All details for a managed server's hardware health, where available, are displayed in the hardware monitoring table on the Server Details page of the browser interface, and in the Event Log.
Table 6–1 Hard Disk and Memory Failure Monitoring
Type |
Disk Monitoring |
Memory Failure Monitoring |
---|---|---|
ALOM servers: Netra 240 and Netra 440 |
None |
None |
ALOM servers: Sun Fire V210, V240 and V440 |
None |
None |
ALOM servers: Sun Fire T1000 and T2000 |
None |
None |
IPMI server: Sun Fire X2100 |
None |
None |
ILOM servers: X4100 and X4200 |
Yes |
Yes |
IPMI servers: Sun Fire V20z and V40z |
None |
Yes |
A detailed list of hardware health sensors is provided in the documentation that accompanies your hardware.
You can view filtered hardware health monitoring information for all servers by using the show server command:
N1-ok> show server hardwarehealth hardwarehealth |
See show server in Sun N1 System Manager 1.3 Command Line Reference Manual for details of possible values of the hardwarehealth filters. For more information and a graphic explaining filtering servers by health state, see To View Failed Managed Servers.

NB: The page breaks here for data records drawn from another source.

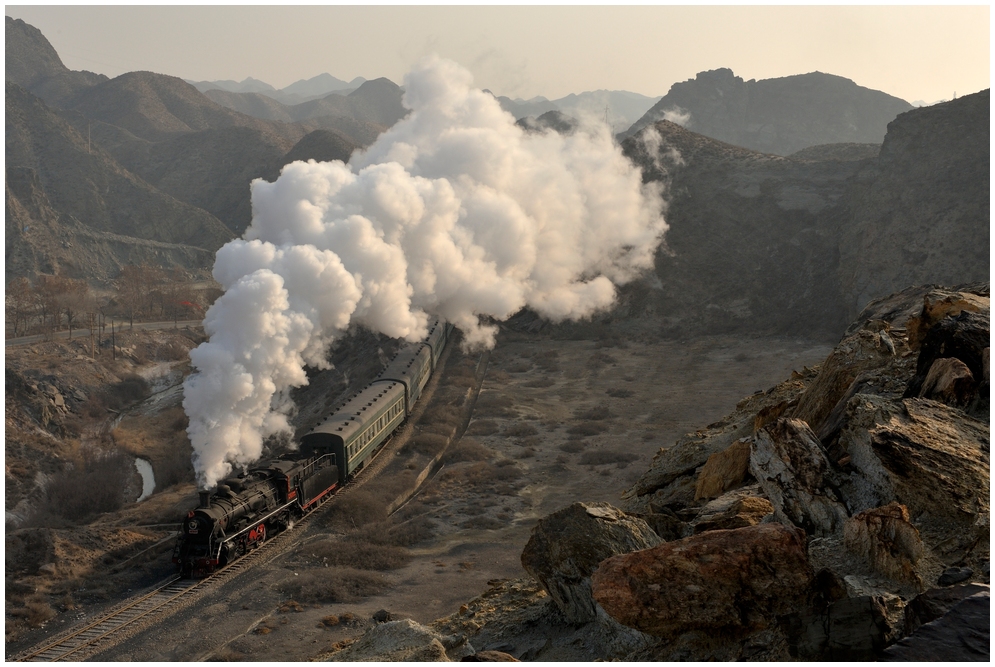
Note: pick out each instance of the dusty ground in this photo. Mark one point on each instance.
(557, 421)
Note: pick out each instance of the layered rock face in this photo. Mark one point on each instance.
(800, 244)
(830, 517)
(920, 212)
(722, 581)
(566, 547)
(885, 472)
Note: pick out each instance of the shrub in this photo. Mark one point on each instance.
(130, 390)
(482, 427)
(620, 393)
(429, 444)
(358, 508)
(334, 585)
(468, 449)
(520, 366)
(596, 413)
(520, 430)
(38, 611)
(352, 551)
(585, 429)
(573, 446)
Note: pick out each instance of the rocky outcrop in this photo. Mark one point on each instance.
(403, 641)
(672, 478)
(732, 582)
(961, 635)
(567, 546)
(929, 457)
(759, 242)
(885, 538)
(790, 464)
(33, 64)
(736, 509)
(919, 213)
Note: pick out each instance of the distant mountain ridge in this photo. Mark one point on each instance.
(623, 107)
(33, 63)
(300, 91)
(779, 116)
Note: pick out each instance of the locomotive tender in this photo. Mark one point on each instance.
(244, 510)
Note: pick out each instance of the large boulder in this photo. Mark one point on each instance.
(566, 547)
(403, 641)
(939, 304)
(723, 471)
(733, 582)
(963, 634)
(736, 509)
(672, 478)
(789, 463)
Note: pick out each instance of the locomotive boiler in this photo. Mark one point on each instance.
(245, 510)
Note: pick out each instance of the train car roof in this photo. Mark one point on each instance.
(352, 417)
(402, 362)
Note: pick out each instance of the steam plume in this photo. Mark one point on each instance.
(454, 211)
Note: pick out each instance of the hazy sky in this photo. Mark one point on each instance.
(916, 53)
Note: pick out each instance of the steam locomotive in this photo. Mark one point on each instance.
(243, 511)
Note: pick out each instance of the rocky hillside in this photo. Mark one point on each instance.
(32, 63)
(779, 116)
(377, 101)
(800, 244)
(921, 211)
(60, 171)
(840, 515)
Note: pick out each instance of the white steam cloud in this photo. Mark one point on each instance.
(677, 115)
(454, 211)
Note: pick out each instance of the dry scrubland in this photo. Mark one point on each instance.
(556, 421)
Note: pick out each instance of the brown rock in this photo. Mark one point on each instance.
(791, 467)
(723, 471)
(729, 581)
(887, 540)
(934, 603)
(743, 512)
(490, 656)
(937, 305)
(858, 357)
(567, 546)
(925, 455)
(949, 381)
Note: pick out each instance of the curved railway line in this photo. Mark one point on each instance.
(79, 642)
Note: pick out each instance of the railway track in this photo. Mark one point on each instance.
(81, 641)
(109, 628)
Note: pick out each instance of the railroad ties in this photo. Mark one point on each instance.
(69, 646)
(82, 640)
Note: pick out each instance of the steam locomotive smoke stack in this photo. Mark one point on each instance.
(454, 211)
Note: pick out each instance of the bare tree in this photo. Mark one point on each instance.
(48, 290)
(21, 303)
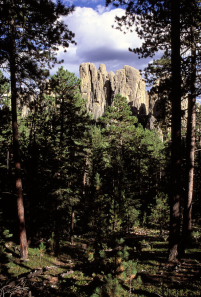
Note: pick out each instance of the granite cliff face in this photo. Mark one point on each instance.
(99, 88)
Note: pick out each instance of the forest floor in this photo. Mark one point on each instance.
(75, 273)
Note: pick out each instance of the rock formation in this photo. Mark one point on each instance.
(99, 88)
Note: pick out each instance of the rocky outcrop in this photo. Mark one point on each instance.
(99, 88)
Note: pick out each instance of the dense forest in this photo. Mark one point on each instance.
(101, 207)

The locator lights for Sun Fire X2100, X4100 and X4200 servers can be switched on or off using the N1 System Manager. You can switch on or off a managed server's locator light by using the set server command:
N1-ok> set server server locator locator-state |
The locator-state value can be either on or off. For a group of servers, use the set group command with the group's name.
Memory problems on the Sun Fire V20z and V40z managed servers are handled differently by the N1 System Manager. Sun Fire V20z and V40z memory problems, if they occur, are detected by polling through the managed server's service processor.

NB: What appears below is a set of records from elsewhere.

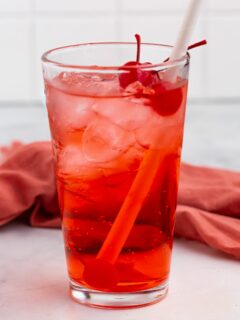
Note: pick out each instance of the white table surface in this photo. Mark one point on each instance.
(204, 284)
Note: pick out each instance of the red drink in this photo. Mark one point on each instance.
(101, 133)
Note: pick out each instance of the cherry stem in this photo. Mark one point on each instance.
(138, 39)
(197, 44)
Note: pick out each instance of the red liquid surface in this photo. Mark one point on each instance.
(99, 141)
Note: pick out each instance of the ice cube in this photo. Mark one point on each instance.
(128, 114)
(89, 84)
(104, 141)
(72, 162)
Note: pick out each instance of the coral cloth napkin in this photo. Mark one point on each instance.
(208, 206)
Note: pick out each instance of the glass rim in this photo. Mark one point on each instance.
(173, 63)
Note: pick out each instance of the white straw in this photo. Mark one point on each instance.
(184, 34)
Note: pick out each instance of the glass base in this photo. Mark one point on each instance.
(117, 300)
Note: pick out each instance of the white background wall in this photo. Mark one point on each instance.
(29, 27)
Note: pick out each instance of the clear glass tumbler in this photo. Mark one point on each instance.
(117, 133)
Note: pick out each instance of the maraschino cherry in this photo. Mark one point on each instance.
(135, 72)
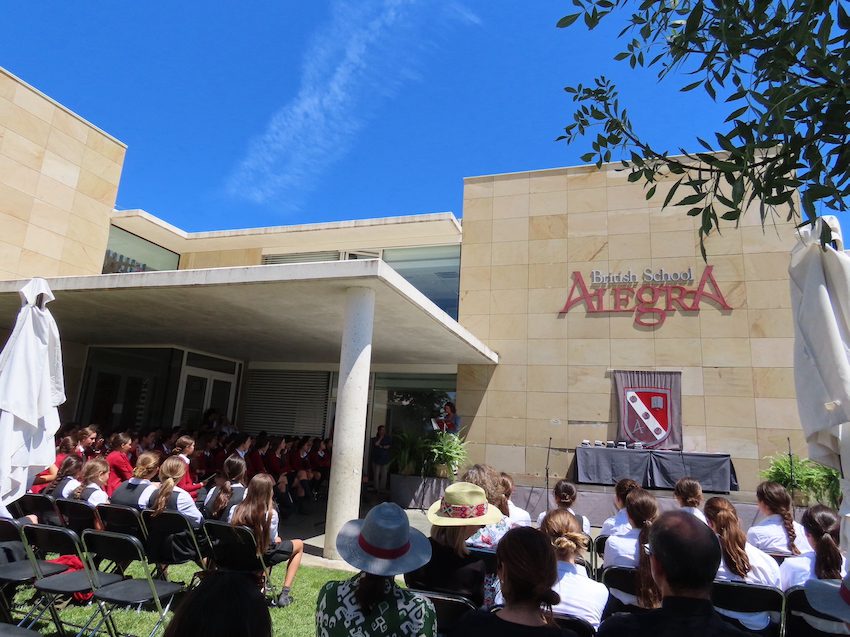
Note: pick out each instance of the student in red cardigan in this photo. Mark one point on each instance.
(120, 468)
(184, 447)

A memory error has occurred on a Sun Fire V20z or V40z server if all of the following are true:
The Sun Fire V20z or V40z managed server's status in the Server Details of the browser interface shows a warning or critical state
No sensors for the managed server are in the warning or critical state
No detail about the event is provided in the event log, but there is a memory event error shown by the server's service processor.
If a memory error has occurred, see the example on how to correct it. To avoid false warning statuses in the future, the service processor's event log must be cleared after the defective memory has been replaced or repaired.
If a memory error has occurred on a Sun Fire V20z or V40z managed server, log into the server's service processor.
# ssh -l admin 10.0.3.2 |
Enter the password and check the managed server's status.
# sp get status |
Check the service processor's event log.
# sp get events ID Last Update Component Severity Message 1 01/01/1970 00:02 SP informational SP localhost.localdomain IP is now set to 0.0.0.0 2 01/01/1970 18:47 SP informational SP localhost.localdomain IP is now set to 0.0.0.0 3 01/01/1970 18:47 SP informational SP localhost.localdomain IP is now set to 10.0.3.2 |
Clear the service processor's event log.
# sp delete event -a |
For x64 servers, the management server software obtains the list of hardware sensor attributes to monitor through IPMI from the service processor of the server. For servers running the SPARC architecture, the ALOM interface is used. The list of hardware sensor attributes can vary from server to server, and between firmware versions. A sample listing for some servers and firmware versions is provided in this section. The attributes depend on the server type and on the number of CPUs that the server has.
To receive notifications for events from discrete sensors, create a notification rule and subscribe to the Ereport.Physical.ThresholdExceeded topic, as described in Setting Up Event Notifications.
For Sun Fire X4100 and Sun Fire X4200 servers, refer to the hardware documentation for to see the monitored hardware sensors.
For Sun Fire X2100 servers, only sensors describing fan speed, voltage, and temperature are used to retrieve data. Here is a list of sensors that are monitored for SP firmware version 4.11:
DDR 2.6V CPU Core Voltage VCC 3.3V VCC 5V VCC 12V Battery Volt CPU TEMP SYS TEMP CPU FAN SYSTEM FAN3 SYSTEM FAN1 SYSTEM FAN2 |
For X2100 servers with SP firmware versions previous to version 4.11, CPU Core Voltage was called CPU Voltage.